May 14th 2011 - Devastated 7 months on.

2 minute read time.

It's 7 months today since I lost my best friend in the world, my lovely wee mum.  Many of you have followed my journey as I began to take small steps back into the world after the biggest loss of my life.  After 5 months away from work I returned on a phased return and felt quite positive that I was getting there.  So why is it today that I feel so devastated?  I am absolutely distraught and feel as if I have gone backwards. 

I'm struggling at work and in a meeting with my Head yesterday she told me that everyone says I seem angry, that I'm not wanting to engage and am just going through the motions of being there.  I know she's right.  I have felt myself getting lower and lower since I went back after Easter and rather than dissolve in tears publicly I have put up a brick wall, a hard exterior, to get me through each day.  I don't mean to do it I just don't seem to be able to help it.  I just put my head down and avoid eye contact and I now realise I am still very depressed and think that, perhaps, I've gone back to work too soon.  I'm terrified of losing my job but don't feel I can take on the 6th form course that I agreed to give a go about 5 months before mum passed away. 

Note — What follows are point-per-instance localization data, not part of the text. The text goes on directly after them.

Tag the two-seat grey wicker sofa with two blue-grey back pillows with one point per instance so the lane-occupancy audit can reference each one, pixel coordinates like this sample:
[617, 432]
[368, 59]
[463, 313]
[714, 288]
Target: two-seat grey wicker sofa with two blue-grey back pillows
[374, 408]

Colette can't offer me an alternative and is pushing for me to do this but I don't want to let her and, more to the point, the kids down.  The trouble is I would have to keep a couple of steps ahead of the kids in terms of getting to grips with the content of the course, something I would usually have no problem with and have done a number of times in my career.  The thing is, at the moment, I have the concentration of a gnat!  I can't even watch a full TV programme or read a book.  I've tried to sit down and get a grip of the course a number of times since I went back and it's like reading a foreign language. 

 I am feeling very scared and panicky.  My self esteem has gone through the floor and I just feel that I haven't got the energy, or the will, to pick myself up and give it a go.  Colette keeps saying I have to decide whether I really can't do it, or whether it's just because of how I am feeling at the moment.  The trouble is I don't know.  Everyone says it's just because my confidence has been knocked and I don't have any self belief at the moment.  I keep being advised not to make any rash decisions that I'll regret.  Colette says she knows I can do it and it's just my emotional state at the moment but what if it isn't?  Sorry, that's my rant over.  I'm just so uncertain of everything just now.  I should have been out with my adopted family tonight celebrating Gillians 50th with a lovely meal at our favourite Indian Restaurant and instead I have sat here with a bouncing headache and cried my eyes out most of the night.  What a mess!